Desa
Ngrejo merupakan salah satu desa yang terletak di Kecamatan Bakung, Kabupaten
Blitar, Provinsi Jawa Timur. Topografi ketinggian desa ini adalah berupa hamparan
pegunungan yang berbukit-bukit.
Berdasarkan
data administrasi pemerintahan Desa Ngrejo tahun 2010, jumlah penduduknya
adalah 2.269 orang dengan jumlah 769 KK dengan luas wilayah 732,431 hektar,
yang tersebar dalam tiga dusun, yatu Dusun
Krajan, Dusun Prodo, dan Dusun Krisik. Sebagian besar penduduknya
bermatapencaharian sebagai petani yang didukung oleh lingkungan alam yang
menopang pertanian, dan sisanya ada yang menggeluti peternakan maupun bidang
lainnya.
Jarak
tempuh Desa Ngrejo ke ibu kota Kecamatan Bakung yaitu sekitar 3 kilometer.

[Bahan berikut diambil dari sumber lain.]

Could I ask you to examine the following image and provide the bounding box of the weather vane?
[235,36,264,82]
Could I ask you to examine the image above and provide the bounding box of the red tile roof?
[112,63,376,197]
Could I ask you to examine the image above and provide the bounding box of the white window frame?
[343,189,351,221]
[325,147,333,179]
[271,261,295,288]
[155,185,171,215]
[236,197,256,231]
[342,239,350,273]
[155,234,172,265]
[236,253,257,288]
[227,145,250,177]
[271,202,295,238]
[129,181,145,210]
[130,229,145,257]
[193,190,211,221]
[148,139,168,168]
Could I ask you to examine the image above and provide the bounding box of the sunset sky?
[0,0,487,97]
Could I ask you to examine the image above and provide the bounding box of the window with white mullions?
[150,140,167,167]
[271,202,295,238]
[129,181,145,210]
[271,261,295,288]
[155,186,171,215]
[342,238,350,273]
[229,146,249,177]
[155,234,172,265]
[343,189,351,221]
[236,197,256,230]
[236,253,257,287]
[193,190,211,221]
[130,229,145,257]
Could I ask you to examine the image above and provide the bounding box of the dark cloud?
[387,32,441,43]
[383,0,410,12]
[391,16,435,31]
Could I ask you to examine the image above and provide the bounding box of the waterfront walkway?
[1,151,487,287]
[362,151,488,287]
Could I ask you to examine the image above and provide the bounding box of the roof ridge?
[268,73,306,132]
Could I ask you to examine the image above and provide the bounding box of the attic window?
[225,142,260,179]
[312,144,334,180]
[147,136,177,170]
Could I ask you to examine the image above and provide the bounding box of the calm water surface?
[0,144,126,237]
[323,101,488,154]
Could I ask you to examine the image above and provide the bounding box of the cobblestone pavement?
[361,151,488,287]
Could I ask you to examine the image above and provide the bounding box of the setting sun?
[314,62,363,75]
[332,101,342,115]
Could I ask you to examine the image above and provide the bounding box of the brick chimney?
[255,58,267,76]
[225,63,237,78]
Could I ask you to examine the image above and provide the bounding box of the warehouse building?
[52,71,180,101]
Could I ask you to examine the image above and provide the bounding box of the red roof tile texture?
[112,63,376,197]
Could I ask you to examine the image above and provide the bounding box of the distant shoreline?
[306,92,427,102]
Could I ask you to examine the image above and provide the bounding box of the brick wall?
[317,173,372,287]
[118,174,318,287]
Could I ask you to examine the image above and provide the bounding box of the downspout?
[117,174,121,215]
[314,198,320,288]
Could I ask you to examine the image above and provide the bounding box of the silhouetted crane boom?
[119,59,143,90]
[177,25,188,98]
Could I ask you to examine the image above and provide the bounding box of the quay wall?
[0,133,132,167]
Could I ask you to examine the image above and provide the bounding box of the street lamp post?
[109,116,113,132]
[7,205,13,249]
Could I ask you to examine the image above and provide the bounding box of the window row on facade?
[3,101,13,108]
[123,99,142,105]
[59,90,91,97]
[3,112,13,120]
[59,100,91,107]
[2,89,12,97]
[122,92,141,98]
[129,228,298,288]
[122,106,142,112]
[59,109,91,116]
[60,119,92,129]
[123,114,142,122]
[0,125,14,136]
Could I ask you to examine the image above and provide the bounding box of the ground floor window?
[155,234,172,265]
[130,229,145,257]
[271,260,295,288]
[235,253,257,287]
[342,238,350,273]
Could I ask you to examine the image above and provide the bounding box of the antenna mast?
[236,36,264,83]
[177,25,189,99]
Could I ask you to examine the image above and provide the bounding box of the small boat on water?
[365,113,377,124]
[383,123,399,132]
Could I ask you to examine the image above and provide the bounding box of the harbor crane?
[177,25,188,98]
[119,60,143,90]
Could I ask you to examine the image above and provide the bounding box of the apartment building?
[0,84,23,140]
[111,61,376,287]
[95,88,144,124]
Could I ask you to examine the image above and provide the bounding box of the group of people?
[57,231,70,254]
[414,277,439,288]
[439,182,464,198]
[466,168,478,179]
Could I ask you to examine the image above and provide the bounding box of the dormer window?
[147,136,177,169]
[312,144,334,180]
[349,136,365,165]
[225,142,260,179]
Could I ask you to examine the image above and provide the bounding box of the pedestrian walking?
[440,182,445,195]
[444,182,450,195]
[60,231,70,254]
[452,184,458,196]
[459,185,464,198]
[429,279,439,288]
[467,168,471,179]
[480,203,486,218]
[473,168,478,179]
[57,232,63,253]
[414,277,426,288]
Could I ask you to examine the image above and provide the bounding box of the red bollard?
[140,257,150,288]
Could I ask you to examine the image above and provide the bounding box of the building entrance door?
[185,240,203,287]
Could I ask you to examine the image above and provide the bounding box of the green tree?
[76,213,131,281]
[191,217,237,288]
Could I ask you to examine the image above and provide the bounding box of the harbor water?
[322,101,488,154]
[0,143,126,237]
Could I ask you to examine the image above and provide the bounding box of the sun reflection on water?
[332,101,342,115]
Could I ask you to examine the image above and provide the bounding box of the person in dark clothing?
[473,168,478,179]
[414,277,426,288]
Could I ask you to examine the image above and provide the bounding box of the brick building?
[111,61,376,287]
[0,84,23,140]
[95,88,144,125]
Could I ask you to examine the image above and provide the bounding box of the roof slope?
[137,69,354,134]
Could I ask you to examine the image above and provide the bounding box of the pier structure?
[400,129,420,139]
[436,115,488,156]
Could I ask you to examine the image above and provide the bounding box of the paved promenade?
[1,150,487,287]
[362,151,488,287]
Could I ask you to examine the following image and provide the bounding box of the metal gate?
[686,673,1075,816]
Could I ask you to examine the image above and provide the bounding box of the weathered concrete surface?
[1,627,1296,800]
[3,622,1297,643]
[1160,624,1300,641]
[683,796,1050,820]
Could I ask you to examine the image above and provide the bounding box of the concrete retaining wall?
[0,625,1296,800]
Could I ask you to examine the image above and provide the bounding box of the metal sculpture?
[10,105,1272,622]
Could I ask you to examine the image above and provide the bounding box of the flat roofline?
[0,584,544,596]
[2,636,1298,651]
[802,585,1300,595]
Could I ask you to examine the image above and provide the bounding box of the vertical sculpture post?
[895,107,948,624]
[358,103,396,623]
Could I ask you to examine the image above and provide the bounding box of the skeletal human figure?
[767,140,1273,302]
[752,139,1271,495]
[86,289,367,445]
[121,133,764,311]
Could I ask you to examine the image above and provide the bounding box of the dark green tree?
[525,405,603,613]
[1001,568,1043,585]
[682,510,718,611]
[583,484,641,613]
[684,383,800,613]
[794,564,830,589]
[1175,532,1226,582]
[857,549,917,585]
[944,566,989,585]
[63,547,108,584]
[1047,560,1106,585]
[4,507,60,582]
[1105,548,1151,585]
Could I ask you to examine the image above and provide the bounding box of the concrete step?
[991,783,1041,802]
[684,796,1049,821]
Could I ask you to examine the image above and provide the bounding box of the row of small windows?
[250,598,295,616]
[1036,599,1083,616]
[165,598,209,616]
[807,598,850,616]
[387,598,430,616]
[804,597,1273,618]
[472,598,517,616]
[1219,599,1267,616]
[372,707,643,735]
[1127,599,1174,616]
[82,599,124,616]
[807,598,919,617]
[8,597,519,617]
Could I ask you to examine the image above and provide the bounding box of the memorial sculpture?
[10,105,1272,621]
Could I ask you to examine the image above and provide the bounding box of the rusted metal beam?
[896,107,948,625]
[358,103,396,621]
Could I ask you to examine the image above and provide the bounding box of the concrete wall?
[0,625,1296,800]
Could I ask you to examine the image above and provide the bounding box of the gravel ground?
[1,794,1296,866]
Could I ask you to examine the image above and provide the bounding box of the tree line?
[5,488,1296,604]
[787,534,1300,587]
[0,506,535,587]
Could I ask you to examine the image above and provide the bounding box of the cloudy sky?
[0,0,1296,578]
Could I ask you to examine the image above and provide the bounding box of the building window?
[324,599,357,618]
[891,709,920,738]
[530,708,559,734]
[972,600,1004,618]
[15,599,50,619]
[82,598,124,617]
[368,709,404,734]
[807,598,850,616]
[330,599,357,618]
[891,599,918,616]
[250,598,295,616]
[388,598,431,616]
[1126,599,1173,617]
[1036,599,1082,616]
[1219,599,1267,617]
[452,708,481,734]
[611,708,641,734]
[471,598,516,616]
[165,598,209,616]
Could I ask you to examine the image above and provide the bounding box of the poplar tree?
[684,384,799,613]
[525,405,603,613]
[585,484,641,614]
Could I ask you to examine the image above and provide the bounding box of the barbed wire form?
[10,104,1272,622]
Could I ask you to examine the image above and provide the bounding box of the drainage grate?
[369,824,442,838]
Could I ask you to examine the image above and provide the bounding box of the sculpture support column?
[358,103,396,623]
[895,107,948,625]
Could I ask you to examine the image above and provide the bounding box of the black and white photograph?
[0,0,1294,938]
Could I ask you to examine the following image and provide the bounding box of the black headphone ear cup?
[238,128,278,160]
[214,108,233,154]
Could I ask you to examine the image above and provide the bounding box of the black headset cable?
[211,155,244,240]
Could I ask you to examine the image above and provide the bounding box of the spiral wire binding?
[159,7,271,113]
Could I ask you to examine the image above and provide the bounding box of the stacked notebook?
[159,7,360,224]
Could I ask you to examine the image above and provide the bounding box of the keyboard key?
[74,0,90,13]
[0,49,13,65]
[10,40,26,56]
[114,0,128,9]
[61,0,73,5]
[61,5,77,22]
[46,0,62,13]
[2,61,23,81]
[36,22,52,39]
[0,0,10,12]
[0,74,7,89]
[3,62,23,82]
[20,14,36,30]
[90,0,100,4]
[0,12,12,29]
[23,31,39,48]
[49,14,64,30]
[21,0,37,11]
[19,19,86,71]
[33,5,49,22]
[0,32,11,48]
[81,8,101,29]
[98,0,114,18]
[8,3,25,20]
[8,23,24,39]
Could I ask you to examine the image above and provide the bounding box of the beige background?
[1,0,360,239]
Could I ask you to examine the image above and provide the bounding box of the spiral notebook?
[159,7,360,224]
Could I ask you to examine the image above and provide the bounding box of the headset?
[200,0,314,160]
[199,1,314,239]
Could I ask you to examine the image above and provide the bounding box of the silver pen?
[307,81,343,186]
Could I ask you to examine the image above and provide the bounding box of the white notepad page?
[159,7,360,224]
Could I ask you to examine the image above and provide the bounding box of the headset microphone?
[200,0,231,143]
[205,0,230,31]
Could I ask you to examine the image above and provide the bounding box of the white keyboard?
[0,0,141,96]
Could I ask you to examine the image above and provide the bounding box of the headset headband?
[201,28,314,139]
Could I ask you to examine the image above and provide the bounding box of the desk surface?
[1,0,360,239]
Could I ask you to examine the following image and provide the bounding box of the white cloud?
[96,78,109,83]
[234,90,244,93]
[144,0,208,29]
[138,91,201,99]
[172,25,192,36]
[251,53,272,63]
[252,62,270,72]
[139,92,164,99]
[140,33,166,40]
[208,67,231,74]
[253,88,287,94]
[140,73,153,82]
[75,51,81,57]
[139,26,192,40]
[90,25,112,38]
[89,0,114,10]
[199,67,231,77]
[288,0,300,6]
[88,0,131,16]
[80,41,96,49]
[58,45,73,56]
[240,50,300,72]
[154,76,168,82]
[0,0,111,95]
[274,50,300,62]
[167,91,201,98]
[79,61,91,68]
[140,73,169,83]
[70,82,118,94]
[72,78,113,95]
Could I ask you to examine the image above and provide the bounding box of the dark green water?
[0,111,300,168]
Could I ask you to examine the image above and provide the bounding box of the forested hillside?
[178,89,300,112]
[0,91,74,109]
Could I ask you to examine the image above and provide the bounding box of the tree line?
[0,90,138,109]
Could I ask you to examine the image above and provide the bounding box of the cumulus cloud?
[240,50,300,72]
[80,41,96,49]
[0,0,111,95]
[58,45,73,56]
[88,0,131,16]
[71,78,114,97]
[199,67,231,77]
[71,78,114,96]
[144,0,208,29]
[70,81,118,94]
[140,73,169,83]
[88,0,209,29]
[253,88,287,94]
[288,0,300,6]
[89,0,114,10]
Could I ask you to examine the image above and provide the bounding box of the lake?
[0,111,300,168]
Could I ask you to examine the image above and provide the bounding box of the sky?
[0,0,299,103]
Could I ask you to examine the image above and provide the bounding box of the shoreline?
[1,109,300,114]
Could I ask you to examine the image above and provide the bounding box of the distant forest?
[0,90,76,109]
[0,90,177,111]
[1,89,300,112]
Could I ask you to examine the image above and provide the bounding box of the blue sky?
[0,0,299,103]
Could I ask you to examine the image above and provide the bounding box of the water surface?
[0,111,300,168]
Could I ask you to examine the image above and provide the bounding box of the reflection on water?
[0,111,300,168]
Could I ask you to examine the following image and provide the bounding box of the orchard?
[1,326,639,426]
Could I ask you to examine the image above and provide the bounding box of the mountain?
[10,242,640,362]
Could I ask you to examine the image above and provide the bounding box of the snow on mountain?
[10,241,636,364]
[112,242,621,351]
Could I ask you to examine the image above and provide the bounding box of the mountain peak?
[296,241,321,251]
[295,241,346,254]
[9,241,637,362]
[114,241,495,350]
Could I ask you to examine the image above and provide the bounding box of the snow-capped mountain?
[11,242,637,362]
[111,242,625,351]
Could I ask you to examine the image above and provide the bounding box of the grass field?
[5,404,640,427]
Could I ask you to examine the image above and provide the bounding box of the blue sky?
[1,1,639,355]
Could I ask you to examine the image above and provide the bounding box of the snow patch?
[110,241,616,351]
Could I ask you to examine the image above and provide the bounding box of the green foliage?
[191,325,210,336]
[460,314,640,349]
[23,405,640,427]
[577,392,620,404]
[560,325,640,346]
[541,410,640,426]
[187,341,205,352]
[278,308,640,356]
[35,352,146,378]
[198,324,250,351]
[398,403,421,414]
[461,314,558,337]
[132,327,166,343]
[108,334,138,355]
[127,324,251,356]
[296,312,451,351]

Sedang jarak ke ibu kota Kabupaten Blitar adalah sekitar 25 kilometer.
Secara
adminstratif, Desa Ngrejo dibatasi oleh wilayah desa-desa tetangga. Di sebelah
utara berbatasan dengan Desa Kebonsari, Kecamatan Kademangan. Di sebelah barat
berbatasan dengan Desa Pulerejo. Di sisi selatan berbatasan dengan Desa Bakung,
sedangkan di sisi timur berbatasan dengan Desa Kedungbanteng.
Menurut
Marto, seorang Kader Pemberdayaan Masyarakat Desa Ngrejo, dalam penyusunan
naskah Sejarah Desa: Desaku “Tempo
Doeloe, Sekarang dan Esok”, menceriterakan bahwa dahulu kala daerah
tersebut masih berubah hutan di hamparan tanah yang berbukit-bukit dan banyak
lembah sungai yang curam. Berbagai macam hewan liar banyak berkeliaran di
daerah itu, seperti harimau, banteng, rusa, babi hutan, ular, dan lain-lain.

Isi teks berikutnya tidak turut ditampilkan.